En el principio fue el verbo, nos dice el Evangelio según san Juan. Si nos fiamos del criterio de Emmanuel Carrère, novelista, guionista, periodista —es decir, contador de historias compulsivo—, en su última obra, El reino, es más de fiar el de San Mateo. Pero como punto de partida, nos vale.
Sin embargo, esa frase, para un narrador, bien lidie con una rigurosamente construida ficción, bien con una desconcertante y nebulosa realidad, resulta el colmo de la transparencia. San Juan nos estaba avisando: esto que les voy a relatar aquí no es realidad, es ficción. Verbo. Lo malo es quien no supo leer la primera sentencia y se tomó demasiado en serio la milagrería posterior.
Acordemos que la Biblia, desde el Génesis hasta el Apocalipsis es un gran relato y que su éxito radica en haber atravesado el cielo de la eternidad, al menos, terrena. Quienes no vayamos a conseguir ese objetivo y nos dedicamos a eso de contar, al menos debemos aspirar, humilde pero perseverantemente, a perfilar la forma de narrar nuestra propia época.
Cada presente tiene su propio pulso y sus herramientas. Ello obliga a transformar las maneras en que se cuentan las cosas. La clave de nuestro tiempo —lo ha sido también en el pasado, pero quizás con menos énfasis— no reside tanto en el qué, el por qué, el cuándo o el dónde, sino en el cómo. En ofrecer radicalmente un punto de vista original sobre las cosas. En España, la memoria a veces flaquea demasiado. Pero si nos fijamos en el retroceso que vivimos en las maneras de contar la dictadura, sentimos un ataque de genética literaria y periodística que nos sume en el más profundo de los ridículos. Tomemos como ejemplo el NODO. Al azar. Una visita del historiador Ramón Menéndez Pidal al rodaje de la película El Cid, de Anthony Mann, protagonizada por Charlton Heston: «Visita los estudios el erudito don Ramón Menéndez Pidal, quien a pesar de haber cumplido 92 años, se encuentra en pleno vigor físico y mental. Conversa con los artistas y puede ver corporeizada la realidad de la Edad Media y la época cidiana, a cuyo estudio dedicó gran parte de su vida. Los personajes son viejos conocidos de don Ramón, a quien se obsequia con una reproducción hecha en Toledo de la vieja Tizona».
El estrago de esta retórica ha llegado hasta cerca de nuestros días. No hace mucho, el ABC que dirigía Luis María Anson, con ocasión de un mundial en el que las selecciones africanas tuvieron su papel, podía leerse en un pie de foto: «El siglo xxi será africano o no será. Batallones de ojeadores occidentales viajan al continente en busca de perlas negras con que adornar el cetro del deporte rey».
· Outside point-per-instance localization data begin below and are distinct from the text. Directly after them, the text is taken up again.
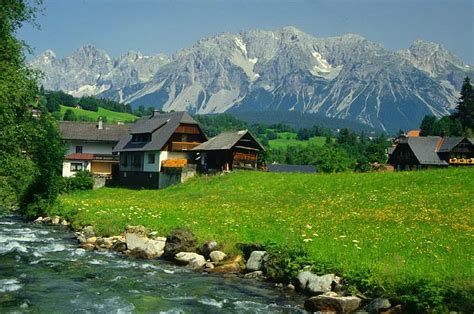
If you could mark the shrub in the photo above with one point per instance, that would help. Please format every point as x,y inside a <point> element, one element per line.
<point>83,180</point>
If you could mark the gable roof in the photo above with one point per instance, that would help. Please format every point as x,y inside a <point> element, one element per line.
<point>424,149</point>
<point>160,125</point>
<point>291,168</point>
<point>449,143</point>
<point>225,141</point>
<point>88,131</point>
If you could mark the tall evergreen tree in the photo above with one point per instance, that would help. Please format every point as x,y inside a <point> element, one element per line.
<point>465,109</point>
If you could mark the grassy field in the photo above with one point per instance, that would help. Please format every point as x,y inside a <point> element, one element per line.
<point>112,116</point>
<point>408,234</point>
<point>286,139</point>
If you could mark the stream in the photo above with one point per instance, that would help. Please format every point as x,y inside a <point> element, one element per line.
<point>42,270</point>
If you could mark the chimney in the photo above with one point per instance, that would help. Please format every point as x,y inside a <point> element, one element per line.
<point>100,125</point>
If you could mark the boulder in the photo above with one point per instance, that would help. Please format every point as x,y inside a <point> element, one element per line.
<point>88,232</point>
<point>105,243</point>
<point>254,275</point>
<point>378,305</point>
<point>314,284</point>
<point>119,246</point>
<point>230,266</point>
<point>340,305</point>
<point>87,246</point>
<point>208,247</point>
<point>217,256</point>
<point>194,260</point>
<point>255,262</point>
<point>142,247</point>
<point>247,249</point>
<point>397,309</point>
<point>141,230</point>
<point>180,240</point>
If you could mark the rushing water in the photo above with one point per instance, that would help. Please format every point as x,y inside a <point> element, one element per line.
<point>43,270</point>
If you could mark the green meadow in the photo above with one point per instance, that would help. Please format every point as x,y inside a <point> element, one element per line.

Como pesadillas que han durado más de medio siglo, las generaciones siguientes hemos tenido que ir a la ducha para sacudirnos esta insufrible verborrea y regenerar todas las narraciones.
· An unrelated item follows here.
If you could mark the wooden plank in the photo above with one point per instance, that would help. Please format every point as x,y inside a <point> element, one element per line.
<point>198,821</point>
Y de repente nos hemos visto empujados por la sacudida del presente a esforzarnos en el cómo. ¿Qué nos ha obligado a centrarnos en ello? La increíble velocidad de una tecnología que ipso facto te desvela todas las cuestiones antaño difíciles de desvelar. Así que lo que marcará la diferencia, la auténtica baza de la originalidad para cada uno de nosotros, lo que nos hará distintos, radica en el cómo.
Para ello debemos, en mitad de los tsunamis diarios, alejarnos un poco y reflexionar. Para empezar, ¿han probado ustedes a encontrar un término que defina nuestra época? Si la conceptualización de la historia acertó con el barroco, la ilustración, el romanticismo, el realismo, las vanguardias… ¿Cómo nos verán los expertos en el futuro? ¿Qué etiqueta nos colocarán? Yo ya he hecho los deberes. Defino estos tiempos, en lo que a la creatividad se refiere, con una palabra: eclecticismo. Mis alumnos de talleres de periodismo bien lo saben. Ese concepto me resulta abierto y cuenta con sus ventajas y sus inconvenientes: si bien se impone como sinónimo de pluralidad, de sana libertad en la multiplicidad de formas a escoger para desarrollar cualquier disciplina, obliga a distinguir con más acierto el grano de la paja.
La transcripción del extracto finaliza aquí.